The topography is flat to mountain to smooth and crevasse peaked to green to black to blue to white. There is so much to see from up there; you cant take it all in on one flight. And I kept saying I wished I had a video camera in my head recording what I saw. None of the photos came close to capturing the color or awesomeness of the scenery.

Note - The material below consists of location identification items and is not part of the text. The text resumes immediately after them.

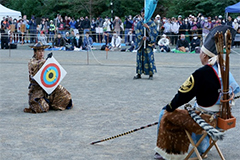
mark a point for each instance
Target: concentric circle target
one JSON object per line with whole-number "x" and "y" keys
{"x": 50, "y": 75}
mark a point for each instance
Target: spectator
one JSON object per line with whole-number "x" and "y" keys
{"x": 195, "y": 42}
{"x": 235, "y": 25}
{"x": 117, "y": 25}
{"x": 77, "y": 43}
{"x": 72, "y": 24}
{"x": 108, "y": 38}
{"x": 20, "y": 31}
{"x": 128, "y": 25}
{"x": 186, "y": 29}
{"x": 229, "y": 21}
{"x": 2, "y": 20}
{"x": 182, "y": 44}
{"x": 87, "y": 42}
{"x": 116, "y": 42}
{"x": 80, "y": 25}
{"x": 131, "y": 37}
{"x": 167, "y": 27}
{"x": 93, "y": 30}
{"x": 175, "y": 30}
{"x": 32, "y": 30}
{"x": 61, "y": 27}
{"x": 59, "y": 42}
{"x": 206, "y": 28}
{"x": 181, "y": 27}
{"x": 52, "y": 31}
{"x": 15, "y": 34}
{"x": 99, "y": 29}
{"x": 42, "y": 26}
{"x": 221, "y": 20}
{"x": 86, "y": 25}
{"x": 4, "y": 37}
{"x": 163, "y": 44}
{"x": 67, "y": 38}
{"x": 158, "y": 23}
{"x": 43, "y": 38}
{"x": 107, "y": 25}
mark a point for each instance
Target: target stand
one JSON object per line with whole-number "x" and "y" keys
{"x": 50, "y": 75}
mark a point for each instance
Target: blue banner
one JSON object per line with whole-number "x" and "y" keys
{"x": 149, "y": 7}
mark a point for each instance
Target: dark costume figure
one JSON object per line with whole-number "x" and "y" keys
{"x": 39, "y": 100}
{"x": 204, "y": 84}
{"x": 145, "y": 57}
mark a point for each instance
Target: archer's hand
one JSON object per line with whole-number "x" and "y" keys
{"x": 146, "y": 26}
{"x": 49, "y": 55}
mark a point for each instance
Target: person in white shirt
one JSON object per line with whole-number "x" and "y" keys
{"x": 163, "y": 44}
{"x": 175, "y": 30}
{"x": 116, "y": 42}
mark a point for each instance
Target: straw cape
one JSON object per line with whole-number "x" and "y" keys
{"x": 39, "y": 45}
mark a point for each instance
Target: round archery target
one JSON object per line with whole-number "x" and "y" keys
{"x": 50, "y": 75}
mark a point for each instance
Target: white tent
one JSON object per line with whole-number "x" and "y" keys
{"x": 4, "y": 11}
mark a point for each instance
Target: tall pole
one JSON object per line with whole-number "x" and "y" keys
{"x": 146, "y": 22}
{"x": 111, "y": 4}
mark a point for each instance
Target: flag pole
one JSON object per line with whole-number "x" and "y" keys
{"x": 144, "y": 27}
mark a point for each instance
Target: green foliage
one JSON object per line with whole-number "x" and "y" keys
{"x": 121, "y": 8}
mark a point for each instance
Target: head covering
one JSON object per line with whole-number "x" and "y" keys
{"x": 208, "y": 46}
{"x": 39, "y": 45}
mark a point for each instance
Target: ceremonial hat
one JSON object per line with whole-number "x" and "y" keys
{"x": 39, "y": 45}
{"x": 208, "y": 46}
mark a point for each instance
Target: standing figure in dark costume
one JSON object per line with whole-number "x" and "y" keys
{"x": 39, "y": 100}
{"x": 145, "y": 57}
{"x": 205, "y": 84}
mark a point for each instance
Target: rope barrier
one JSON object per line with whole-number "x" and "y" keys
{"x": 125, "y": 133}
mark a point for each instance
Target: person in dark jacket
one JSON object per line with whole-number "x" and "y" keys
{"x": 195, "y": 42}
{"x": 32, "y": 29}
{"x": 59, "y": 42}
{"x": 86, "y": 25}
{"x": 182, "y": 44}
{"x": 77, "y": 42}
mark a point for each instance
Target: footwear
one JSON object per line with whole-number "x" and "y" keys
{"x": 150, "y": 77}
{"x": 196, "y": 158}
{"x": 158, "y": 156}
{"x": 28, "y": 110}
{"x": 138, "y": 76}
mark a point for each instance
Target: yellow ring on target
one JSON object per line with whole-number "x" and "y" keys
{"x": 53, "y": 77}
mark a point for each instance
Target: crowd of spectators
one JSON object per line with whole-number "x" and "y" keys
{"x": 102, "y": 30}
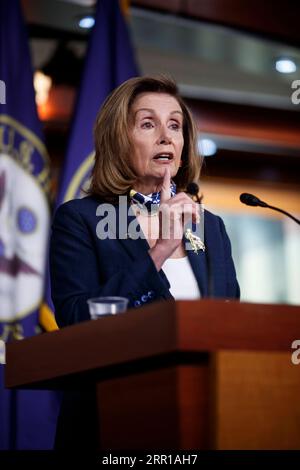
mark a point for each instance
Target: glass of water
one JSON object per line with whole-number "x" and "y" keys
{"x": 103, "y": 306}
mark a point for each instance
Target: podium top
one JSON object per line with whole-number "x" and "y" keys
{"x": 157, "y": 332}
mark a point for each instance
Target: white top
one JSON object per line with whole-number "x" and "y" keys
{"x": 181, "y": 278}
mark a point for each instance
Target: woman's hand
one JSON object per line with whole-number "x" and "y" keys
{"x": 174, "y": 213}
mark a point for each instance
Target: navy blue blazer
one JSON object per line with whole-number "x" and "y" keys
{"x": 83, "y": 266}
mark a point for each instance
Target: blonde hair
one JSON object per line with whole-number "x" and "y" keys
{"x": 113, "y": 174}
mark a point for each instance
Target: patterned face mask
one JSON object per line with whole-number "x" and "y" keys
{"x": 146, "y": 202}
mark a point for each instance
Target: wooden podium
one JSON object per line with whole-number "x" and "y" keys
{"x": 177, "y": 375}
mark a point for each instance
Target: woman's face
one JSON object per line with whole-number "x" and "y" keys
{"x": 156, "y": 132}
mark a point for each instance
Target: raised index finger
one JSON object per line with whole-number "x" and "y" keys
{"x": 165, "y": 192}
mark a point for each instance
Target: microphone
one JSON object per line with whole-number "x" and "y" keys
{"x": 193, "y": 190}
{"x": 251, "y": 200}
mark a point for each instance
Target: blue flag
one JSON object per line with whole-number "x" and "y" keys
{"x": 109, "y": 62}
{"x": 27, "y": 418}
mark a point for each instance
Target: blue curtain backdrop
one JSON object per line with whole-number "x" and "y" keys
{"x": 109, "y": 62}
{"x": 27, "y": 418}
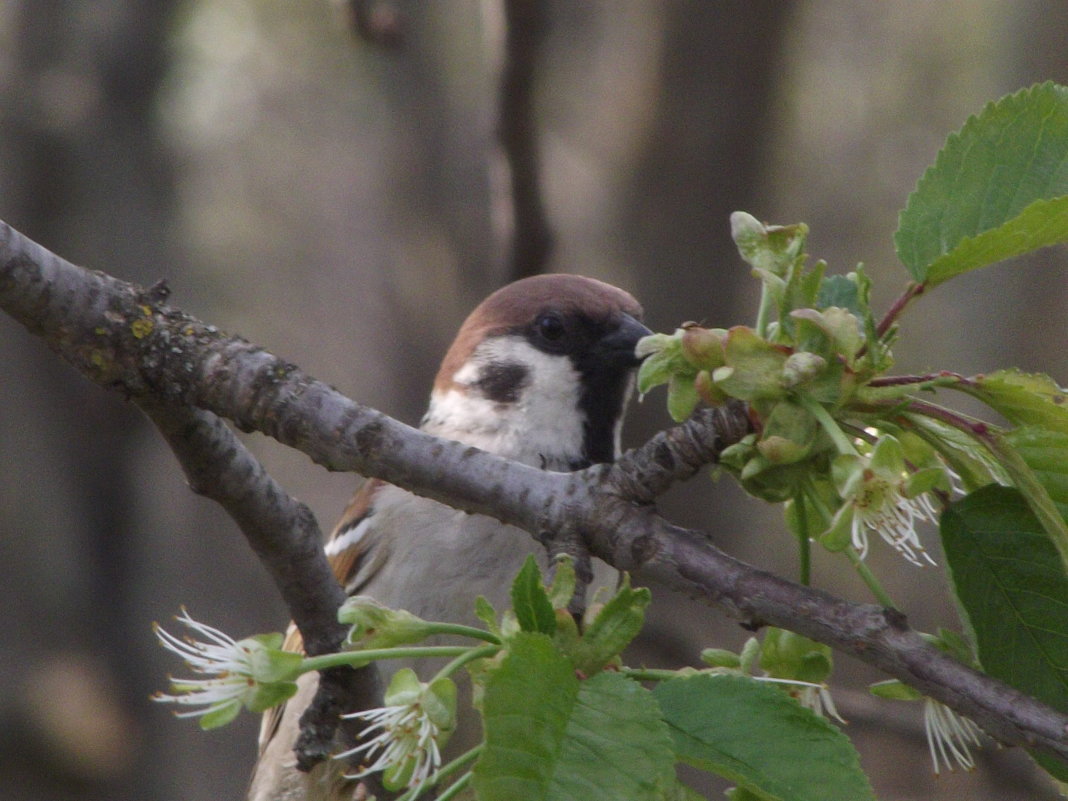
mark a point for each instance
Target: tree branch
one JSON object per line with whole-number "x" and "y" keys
{"x": 286, "y": 537}
{"x": 123, "y": 339}
{"x": 527, "y": 22}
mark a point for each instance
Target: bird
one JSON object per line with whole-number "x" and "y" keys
{"x": 539, "y": 373}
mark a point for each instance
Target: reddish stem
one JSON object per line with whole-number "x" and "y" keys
{"x": 911, "y": 291}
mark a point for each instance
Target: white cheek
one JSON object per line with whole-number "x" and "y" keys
{"x": 544, "y": 426}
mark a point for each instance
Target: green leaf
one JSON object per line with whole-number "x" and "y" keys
{"x": 1034, "y": 491}
{"x": 1023, "y": 398}
{"x": 757, "y": 737}
{"x": 995, "y": 190}
{"x": 617, "y": 623}
{"x": 531, "y": 601}
{"x": 754, "y": 366}
{"x": 550, "y": 736}
{"x": 1046, "y": 453}
{"x": 681, "y": 396}
{"x": 839, "y": 291}
{"x": 1014, "y": 594}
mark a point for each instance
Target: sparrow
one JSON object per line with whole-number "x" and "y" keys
{"x": 539, "y": 373}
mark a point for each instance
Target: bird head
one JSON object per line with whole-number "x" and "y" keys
{"x": 540, "y": 373}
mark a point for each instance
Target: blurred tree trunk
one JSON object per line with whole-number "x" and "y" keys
{"x": 81, "y": 169}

How fitting that we would mark the nearing of my teen's departure to college with a memorable adventure. The implied incentive, you see, is for her to relish future trips- only to be taken via the salary of success. Study well, focus on a plan, and then put the diploma to task and your earnings will give you lift again.
Taku Ice Fields- Juneau Alaska

Tuesday, July 20, 2010

Why I am blogging?

Where did the idea to 'blog' come from? Fortune cookie? Bazooka gum wrapper? Internet Ad? The monotony of the work week was begging for something with substance. Maybe some creative repose?

One of my passions growing up was creative writing. I dream of being a published writer still today (its on my bucket list)- so this is a good way to get my brain engaged again. Maybe one step closer to that novel...

I guess the blog is in some respects a modern day diary too- only the kind you don't put your thoughts in and hide under the bed. Society is a very open forum today and 'reality TV' is proof that Big Brother is millions of viewers, not one nosy neighbor.

....Sorry I digressed. The monotony and the genius of a girl I work with are the reason for this blog. That and the fact that 1,700 feet of living space is going to seem strangely quiet and lonely in a few weeks when my teen goes off to college. A blog seemed to be the perfect place to address my coming life change and find a healing way to deal with it. And maybe other moms feeling the impeding gloom of an empty nest could find a place to share their thoughts with me. Maybe I can fill some of the nest's emptiness with the wisdom from friends. Birds of a feather flocking together.